Lust
„Junia Bennet, wo bist du und wieso warst du nicht in der Schule? Das wird Konsequenzen geben, das schwöre ich dir!"
Nach 10 Anrufen bin ich dann endlich ans Telefon gegangen. Und was erwartet mich?
Ein wildgewordener Vater.
„Dad?"
„Junia, wo bist du?"
Plötzlich höre ich, wie ihm jemand das Handy aus der Hand reißt.
„Junia? Junia was hast du dir dabei gedacht? Schule schwänzen?"
„Mum?"
Was macht meine Mutter neben meinem Vater?
„Mum, bist du wieder zu Hause?"
„Ja und weißt du was mich heute in der Früh erwartet hat? Dein Vater und ein Anruf deiner Schule!"
Oh.
OH.
„Ehm...", versuche ich zu erklären. Jake schaut mich besorgt an, während er unsere Sachen bezahlt.
„Erklär es mir, wenn du nach Hause kommst."
Ich verstehe das nicht. Zuerst interessieren sie sich ein halbes Jahr gar nicht für mich und jetzt auf einmal werde ich zu dem Problemkind oder was?

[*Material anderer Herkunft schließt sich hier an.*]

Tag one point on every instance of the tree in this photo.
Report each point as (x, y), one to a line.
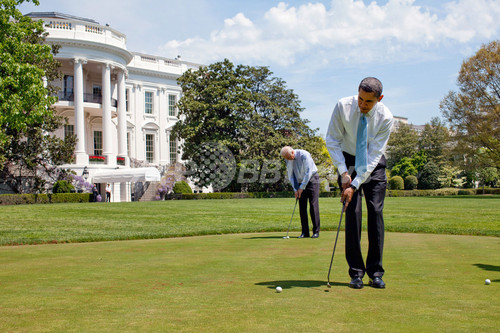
(434, 141)
(239, 116)
(28, 155)
(402, 143)
(404, 168)
(474, 111)
(428, 179)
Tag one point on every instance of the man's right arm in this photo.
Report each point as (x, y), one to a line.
(334, 138)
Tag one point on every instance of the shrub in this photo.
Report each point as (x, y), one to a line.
(429, 177)
(182, 187)
(62, 186)
(396, 183)
(411, 183)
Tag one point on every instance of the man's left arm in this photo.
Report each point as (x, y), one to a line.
(309, 170)
(375, 151)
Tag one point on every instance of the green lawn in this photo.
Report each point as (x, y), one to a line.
(435, 269)
(226, 283)
(86, 222)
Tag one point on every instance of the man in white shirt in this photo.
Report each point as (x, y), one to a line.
(363, 171)
(303, 175)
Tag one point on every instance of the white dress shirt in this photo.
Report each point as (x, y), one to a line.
(342, 131)
(301, 169)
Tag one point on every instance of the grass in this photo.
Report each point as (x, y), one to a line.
(90, 222)
(227, 284)
(435, 268)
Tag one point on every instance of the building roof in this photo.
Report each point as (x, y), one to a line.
(59, 15)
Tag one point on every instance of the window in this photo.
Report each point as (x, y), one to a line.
(69, 130)
(127, 93)
(173, 148)
(128, 144)
(96, 93)
(150, 148)
(68, 88)
(148, 102)
(98, 143)
(172, 99)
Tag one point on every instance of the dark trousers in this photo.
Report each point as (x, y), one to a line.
(374, 192)
(311, 193)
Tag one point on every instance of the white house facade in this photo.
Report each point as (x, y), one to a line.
(121, 105)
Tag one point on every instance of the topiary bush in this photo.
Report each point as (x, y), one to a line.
(182, 187)
(396, 183)
(429, 177)
(411, 183)
(62, 186)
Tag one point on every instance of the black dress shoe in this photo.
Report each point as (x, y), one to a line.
(356, 283)
(377, 282)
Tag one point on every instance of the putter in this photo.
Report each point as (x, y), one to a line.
(286, 237)
(336, 238)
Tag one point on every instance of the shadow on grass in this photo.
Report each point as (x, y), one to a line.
(492, 268)
(289, 284)
(264, 237)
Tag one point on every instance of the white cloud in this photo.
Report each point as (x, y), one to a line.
(349, 32)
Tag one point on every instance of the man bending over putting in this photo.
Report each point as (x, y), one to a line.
(303, 175)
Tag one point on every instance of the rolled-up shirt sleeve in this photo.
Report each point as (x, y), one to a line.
(334, 138)
(376, 148)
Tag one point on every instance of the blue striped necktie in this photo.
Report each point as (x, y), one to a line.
(361, 146)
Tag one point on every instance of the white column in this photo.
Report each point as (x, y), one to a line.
(107, 148)
(122, 118)
(81, 155)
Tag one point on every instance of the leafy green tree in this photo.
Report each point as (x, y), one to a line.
(428, 179)
(488, 176)
(434, 141)
(474, 111)
(402, 143)
(404, 168)
(246, 110)
(411, 182)
(396, 183)
(62, 186)
(28, 155)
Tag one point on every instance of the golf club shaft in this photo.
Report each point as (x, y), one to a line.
(336, 238)
(289, 224)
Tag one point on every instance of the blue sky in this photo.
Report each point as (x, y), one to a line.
(322, 49)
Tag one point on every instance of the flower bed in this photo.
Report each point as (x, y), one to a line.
(95, 159)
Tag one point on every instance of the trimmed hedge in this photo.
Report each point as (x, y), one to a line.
(182, 187)
(23, 199)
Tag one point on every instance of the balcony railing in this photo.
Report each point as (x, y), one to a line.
(89, 98)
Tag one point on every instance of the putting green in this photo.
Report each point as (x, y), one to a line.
(226, 283)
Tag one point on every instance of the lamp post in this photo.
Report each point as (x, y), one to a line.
(85, 173)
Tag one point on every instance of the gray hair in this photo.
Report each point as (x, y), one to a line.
(285, 151)
(371, 84)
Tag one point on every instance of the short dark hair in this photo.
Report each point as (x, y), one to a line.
(371, 84)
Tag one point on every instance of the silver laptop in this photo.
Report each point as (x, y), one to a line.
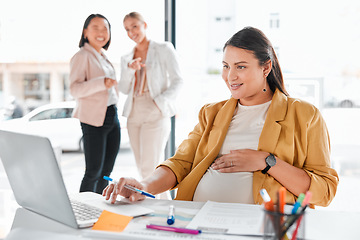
(37, 183)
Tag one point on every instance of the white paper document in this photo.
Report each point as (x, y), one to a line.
(229, 218)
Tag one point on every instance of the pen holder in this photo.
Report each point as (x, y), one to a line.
(284, 226)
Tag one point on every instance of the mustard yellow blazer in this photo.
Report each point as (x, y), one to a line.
(294, 131)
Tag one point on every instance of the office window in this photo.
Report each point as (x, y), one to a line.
(274, 20)
(37, 86)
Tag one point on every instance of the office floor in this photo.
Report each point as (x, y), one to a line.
(72, 165)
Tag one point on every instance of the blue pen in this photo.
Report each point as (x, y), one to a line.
(298, 203)
(131, 188)
(171, 216)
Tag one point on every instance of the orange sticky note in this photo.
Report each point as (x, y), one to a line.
(112, 222)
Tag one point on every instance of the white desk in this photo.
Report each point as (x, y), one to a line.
(319, 225)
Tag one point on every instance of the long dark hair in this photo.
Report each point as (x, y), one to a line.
(83, 40)
(254, 40)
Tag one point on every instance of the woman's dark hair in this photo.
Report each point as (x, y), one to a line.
(83, 40)
(254, 40)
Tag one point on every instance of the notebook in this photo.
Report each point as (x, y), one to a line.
(36, 180)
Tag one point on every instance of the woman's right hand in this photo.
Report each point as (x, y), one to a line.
(112, 190)
(136, 64)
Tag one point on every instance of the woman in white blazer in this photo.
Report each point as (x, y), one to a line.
(150, 76)
(93, 84)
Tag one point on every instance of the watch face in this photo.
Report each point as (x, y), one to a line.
(271, 160)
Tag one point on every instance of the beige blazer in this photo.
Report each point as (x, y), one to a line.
(294, 131)
(87, 86)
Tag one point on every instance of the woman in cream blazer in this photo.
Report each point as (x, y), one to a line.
(93, 85)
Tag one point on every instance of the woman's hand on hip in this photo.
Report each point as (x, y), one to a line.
(241, 160)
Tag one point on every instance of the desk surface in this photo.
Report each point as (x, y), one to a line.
(319, 225)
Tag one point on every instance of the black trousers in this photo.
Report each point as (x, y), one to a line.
(101, 146)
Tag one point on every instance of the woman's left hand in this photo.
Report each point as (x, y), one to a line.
(241, 160)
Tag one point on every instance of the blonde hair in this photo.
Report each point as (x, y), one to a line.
(135, 15)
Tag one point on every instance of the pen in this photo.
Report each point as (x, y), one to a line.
(298, 203)
(173, 229)
(171, 216)
(292, 221)
(268, 203)
(131, 188)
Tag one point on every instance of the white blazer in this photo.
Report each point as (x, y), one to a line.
(162, 76)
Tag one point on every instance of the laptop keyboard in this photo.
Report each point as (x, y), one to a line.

„Mum, wo warst du die letzten Monate?"
In diesem Moment wird es still am anderen Ende der Leitung. Das einzige was ich hören kann ist die Stimme meines Vaters, der im Hintergrund mit Mark redet.
„Mum, wo warst du?"
„Bei deiner Oma, das habe ich doch schon gesagt."
„So lange kannst du nicht bei Oma gewesen sein. Ich weiß sie ist alt, doch kein Fuß braucht so lange zum heilen."
„Ehm..."
Plötzlich weiß ich es, das plötzliche Verschwinden, das glücklicher wirken, all diese Anrufe, bei denen sie plötzlich auflegen musste.
„Mum, wie heißt er?"
„Florian."
Also das kommt jetzt überraschend.
Kennt ihr das? Wenn etwas passiert, was ihr nicht erwartet habt, ehrlich gesagt das letzte was ihr erwartet habt? Etwas, was euch nicht einmal für eine Sekunde in den Sinn gekommen ist bevor es wirklich passiert ist.
„Und wann wolltest du Mark und mir das erzählen?"
Wieder ist es still. Diesmal höre ich nicht einmal meinen Vater.
„Heute, deswegen bin ich ja hier."
„Wie lange läuft das schon?"
Jake hält mir meine Tasche hin und sieht mich fragend an.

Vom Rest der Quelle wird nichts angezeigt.